We are subject to a number of risks due to the nature of the industry in which
we operate, the present state of development of our business and the foreign
jurisdictions in which we carry on business. The following factors contain
certain forward-looking statements involving risks and uncertainties. Our actual
results may differ materially from the results anticipated in these
forward-looking statements.

EXPANSION OF OUR OPERATIONS WILL REQUIRE SIGNIFICANT CAPITAL EXPENDITURES FOR
WHICH WE MAY BE UNABLE TO PROVIDE SUFFICIENT FINANCING. OUR NEED FOR ADDITIONAL
CAPITAL MAY ADVERSELY AFFECT OUR FINANCIAL CONDITION.

Since we lost effective control of our interest in the Tura project in Russia in
1999, we have only recently resumed generating limited revenue from the
production and sale of oil. We have no sustained history of earnings and we have
operated at a loss since we commenced business.
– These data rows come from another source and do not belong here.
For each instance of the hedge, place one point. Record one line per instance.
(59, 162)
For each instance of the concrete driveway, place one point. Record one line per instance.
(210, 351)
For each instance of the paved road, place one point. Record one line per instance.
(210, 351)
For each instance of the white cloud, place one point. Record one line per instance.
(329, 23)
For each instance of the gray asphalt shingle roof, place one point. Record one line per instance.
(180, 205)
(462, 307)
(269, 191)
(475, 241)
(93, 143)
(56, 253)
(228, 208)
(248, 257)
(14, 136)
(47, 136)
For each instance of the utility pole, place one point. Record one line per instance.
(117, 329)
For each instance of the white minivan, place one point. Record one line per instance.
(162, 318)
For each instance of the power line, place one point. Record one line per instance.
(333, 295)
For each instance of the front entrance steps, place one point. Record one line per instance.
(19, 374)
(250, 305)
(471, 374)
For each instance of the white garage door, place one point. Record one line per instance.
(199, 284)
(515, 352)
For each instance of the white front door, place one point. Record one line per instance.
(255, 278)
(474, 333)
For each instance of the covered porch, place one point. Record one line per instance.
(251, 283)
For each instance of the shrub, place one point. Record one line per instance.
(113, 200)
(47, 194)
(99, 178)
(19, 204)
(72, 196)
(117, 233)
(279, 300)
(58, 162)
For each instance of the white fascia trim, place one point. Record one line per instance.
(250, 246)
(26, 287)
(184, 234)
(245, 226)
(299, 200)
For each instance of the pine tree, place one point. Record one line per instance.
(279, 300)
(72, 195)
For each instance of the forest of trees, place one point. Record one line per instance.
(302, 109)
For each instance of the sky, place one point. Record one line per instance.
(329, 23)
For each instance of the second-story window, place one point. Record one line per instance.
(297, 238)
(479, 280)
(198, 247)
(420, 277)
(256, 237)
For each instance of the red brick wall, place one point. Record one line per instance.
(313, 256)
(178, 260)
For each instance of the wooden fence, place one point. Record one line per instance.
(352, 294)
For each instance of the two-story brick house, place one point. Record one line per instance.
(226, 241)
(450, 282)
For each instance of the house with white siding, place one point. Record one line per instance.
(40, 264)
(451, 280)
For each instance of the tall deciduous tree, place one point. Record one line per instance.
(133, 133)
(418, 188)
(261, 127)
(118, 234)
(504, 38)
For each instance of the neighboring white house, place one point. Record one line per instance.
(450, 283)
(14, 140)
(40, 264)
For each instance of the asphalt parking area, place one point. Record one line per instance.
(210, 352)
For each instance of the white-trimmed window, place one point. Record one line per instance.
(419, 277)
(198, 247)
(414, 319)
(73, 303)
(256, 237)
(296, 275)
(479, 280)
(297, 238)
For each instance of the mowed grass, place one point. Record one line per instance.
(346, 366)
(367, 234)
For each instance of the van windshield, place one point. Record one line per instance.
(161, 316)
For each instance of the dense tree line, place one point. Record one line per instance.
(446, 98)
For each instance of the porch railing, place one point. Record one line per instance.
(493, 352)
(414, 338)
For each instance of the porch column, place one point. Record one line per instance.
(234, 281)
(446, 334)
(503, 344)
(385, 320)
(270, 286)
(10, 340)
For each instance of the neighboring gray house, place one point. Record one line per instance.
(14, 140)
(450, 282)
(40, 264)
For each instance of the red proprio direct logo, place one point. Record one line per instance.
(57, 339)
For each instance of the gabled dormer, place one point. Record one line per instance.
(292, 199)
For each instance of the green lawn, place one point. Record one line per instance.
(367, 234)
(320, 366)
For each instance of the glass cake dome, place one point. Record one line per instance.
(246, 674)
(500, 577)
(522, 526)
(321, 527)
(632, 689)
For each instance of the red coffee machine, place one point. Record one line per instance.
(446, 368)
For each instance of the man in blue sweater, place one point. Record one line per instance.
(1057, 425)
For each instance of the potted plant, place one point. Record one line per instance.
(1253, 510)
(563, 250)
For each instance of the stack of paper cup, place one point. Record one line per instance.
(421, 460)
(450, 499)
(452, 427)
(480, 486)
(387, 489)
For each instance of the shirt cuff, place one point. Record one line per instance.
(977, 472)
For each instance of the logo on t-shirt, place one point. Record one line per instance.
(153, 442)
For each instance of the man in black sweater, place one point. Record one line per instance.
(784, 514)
We have relied, and continue to
rely, on external sources of financing to meet our capital requirements, to
continue acquiring, exploring and developing oil and gas properties and to
otherwise implement our corporate development and investment strategies. We
have, in the past, relied upon equity capital as our principal source of
funding. In January and February 2000, we completed approximately $14 million in
equity financing and in October 2000, we completed approximately $25 million in
equity financing. We also received approximately $29 million in August, 2000
from the sale of our Russian project interests. We plan to obtain the future
funding we will need through debt and equity markets, but we cannot assure you
that we will be able to obtain additional funding when it is required. If we
fail to obtain the funding that we need when it is required, we may have to
forego or delay potentially valuable opportunities to acquire new oil and gas
properties or default on existing funding commitments to third parties and
forfeit our rights in existing oil and gas property interests. Our limited
operating history may make it difficult to obtain future financing.

OUR EXPLORATION AND DEVELOPMENT PROPERTIES MAY NOT CONTAIN ANY SIGNIFICANT
PROVEN RESERVES BEYOND THOSE DISCLOSED IN THIS ANNUAL REPORT. ANY
FORWARD-LOOKING EXPLORATION, DEVELOPMENT AND PRODUCTION COST DATA CONTAINED IN
THIS ANNUAL REPORT ARE ONLY ESTIMATES, AND OUR ACTUAL PRODUCTION, REVENUES AND
EXPENDITURES MAY DIFFER MATERIALLY FROM THESE ESTIMATES.

We have not determined that materially significant proven reserves exist on any
of our oil and gas properties beyond those disclosed in this Annual Report. Oil
and gas exploration and development involves significant risks. Few wells which
are drilled are developed into commercially producing fields. Substantial
expenditures may be required to establish the existence of proven reserves, and
there can be no assurance that commercial quantities of oil and gas deposits
will be discovered sufficient to enable us to recover our exploration and
development costs. Our estimates of exploration, development and production
costs can be affected by such factors as permitting regulations and
requirements, weather, environmental factors, unforeseen technical difficulties,
and unusual or unexpected formations, pressures and work interruptions. We
cannot assure you that actual exploration cost will not exceed projected cost.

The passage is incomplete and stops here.